Pattern Selection by Problem

"My code is hard to test"

Primary: Dependency Injection Why: Dependencies passed in = dependencies mockable

"I don't know where business logic lives"

Primary: Service-Oriented Architecture Secondary: Repository (if data access is the confusion) Why: Clear boundaries = clear ownership

"External API changes keep breaking my code"

Primary: Anti-Corruption Layer Why: Translation layer absorbs external volatility

"Services call each other in circles"

Primary: Domain Events Why: Publish/subscribe breaks circular dependencies

"One slow service takes down everything"

Primary: Circuit Breaker Secondary: Retry with Backoff Why: Fail fast prevents cascade

"Database changes ripple through codebase"

Primary: Repository Pattern Why: Abstraction layer isolates data access

→ Real-World Examples

Implementation Priority

When starting a new system:

• First: Establish DI container/pattern

• Second: Define service boundaries (SOA)

• Third: Add Repository for data access

• Then: Layer situational patterns as problems emerge

When refactoring existing system:

• First: Identify the specific pain point

• Second: Apply the minimal pattern that solves it

• Third: Validate improvement before adding more

Key Principles

Minimal Sufficient Pattern Apply the simplest pattern that solves the problem. Over-architecting creates its own maintenance burden.

Problem-First Selection Never ask "which patterns should I use?" Ask "what problem am I solving?"

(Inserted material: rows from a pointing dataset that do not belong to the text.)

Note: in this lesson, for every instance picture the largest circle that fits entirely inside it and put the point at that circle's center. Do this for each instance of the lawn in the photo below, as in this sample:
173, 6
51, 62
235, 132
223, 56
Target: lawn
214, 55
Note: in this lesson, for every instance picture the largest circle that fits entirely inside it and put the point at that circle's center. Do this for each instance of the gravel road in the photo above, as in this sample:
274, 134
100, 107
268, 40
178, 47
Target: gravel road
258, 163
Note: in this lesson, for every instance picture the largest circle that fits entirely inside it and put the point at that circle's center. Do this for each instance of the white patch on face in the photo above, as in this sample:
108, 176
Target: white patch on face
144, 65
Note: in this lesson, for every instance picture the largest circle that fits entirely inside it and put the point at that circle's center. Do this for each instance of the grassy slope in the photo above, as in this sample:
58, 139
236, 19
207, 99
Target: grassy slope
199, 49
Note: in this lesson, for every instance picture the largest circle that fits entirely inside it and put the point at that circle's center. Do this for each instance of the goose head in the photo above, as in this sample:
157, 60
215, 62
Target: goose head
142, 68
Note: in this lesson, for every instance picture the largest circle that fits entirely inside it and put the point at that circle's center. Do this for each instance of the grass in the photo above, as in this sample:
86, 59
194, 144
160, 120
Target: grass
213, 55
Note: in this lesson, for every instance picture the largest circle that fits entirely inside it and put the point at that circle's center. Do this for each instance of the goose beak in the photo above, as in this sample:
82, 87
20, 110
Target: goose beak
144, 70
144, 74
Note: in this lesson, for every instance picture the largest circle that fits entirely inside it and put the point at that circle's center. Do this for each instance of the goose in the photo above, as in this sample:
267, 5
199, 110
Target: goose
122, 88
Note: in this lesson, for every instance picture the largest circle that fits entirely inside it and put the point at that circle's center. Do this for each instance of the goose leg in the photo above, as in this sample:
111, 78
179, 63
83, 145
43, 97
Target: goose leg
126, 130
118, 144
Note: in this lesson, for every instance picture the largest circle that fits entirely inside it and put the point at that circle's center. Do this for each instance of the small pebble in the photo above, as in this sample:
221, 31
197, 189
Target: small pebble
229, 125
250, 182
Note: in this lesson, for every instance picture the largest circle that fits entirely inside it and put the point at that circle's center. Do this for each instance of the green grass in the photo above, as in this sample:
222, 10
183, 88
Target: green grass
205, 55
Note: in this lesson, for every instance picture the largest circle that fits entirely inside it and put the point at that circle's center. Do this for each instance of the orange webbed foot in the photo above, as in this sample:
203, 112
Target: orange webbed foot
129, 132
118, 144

Composition Over Prescription Patterns combine. Repository + Domain Events + Circuit Breaker is common for external data sources.

Explicit Over Implicit Dependencies should be visible. Service Locator hides them; DI exposes them.

Navigation

Pattern Details

• Foundational Patterns: DI and SOA implementation guides, when to deviate

• Situational Patterns: Repository, Domain Events, ACL, Circuit Breaker details

Decision Support

• Decision Trees: Complete flowcharts for pattern selection

• Anti-Patterns: Common misapplications and how to recognize them

Implementation

• Examples: Language-agnostic pseudocode for each pattern combination

Red Flags - STOP

STOP when:

• "Let me add all these patterns upfront" → Apply only what solves current problems

• "This pattern is best practice" → Best practice for what problem?

• "We might need this later" → YAGNI - add when needed

• "Service Locator is simpler" → Hidden dependencies cause testing pain

• "I'll just call this service directly" → Consider if events would decouple better

• "External API is stable, no need for ACL" → APIs always change eventually

ALL of these mean: STOP. Identify the specific problem first.

Integration with Other Skills

• test-driven-development: DI enables testability; TDD validates pattern application

• systematic-debugging: Clear boundaries (SOA) simplify debugging

• root-cause-tracing: Well-structured services have clearer call chains

Pattern Combinations

Common effective combinations:

Scenario Patterns

New microservice DI + SOA + Repository

External API integration DI + ACL + Circuit Breaker

Event-driven system DI + SOA + Domain Events

Data-heavy application DI + SOA + Repository + Unit of Work

Remember: Patterns exist to solve problems. Start with the problem, not the pattern.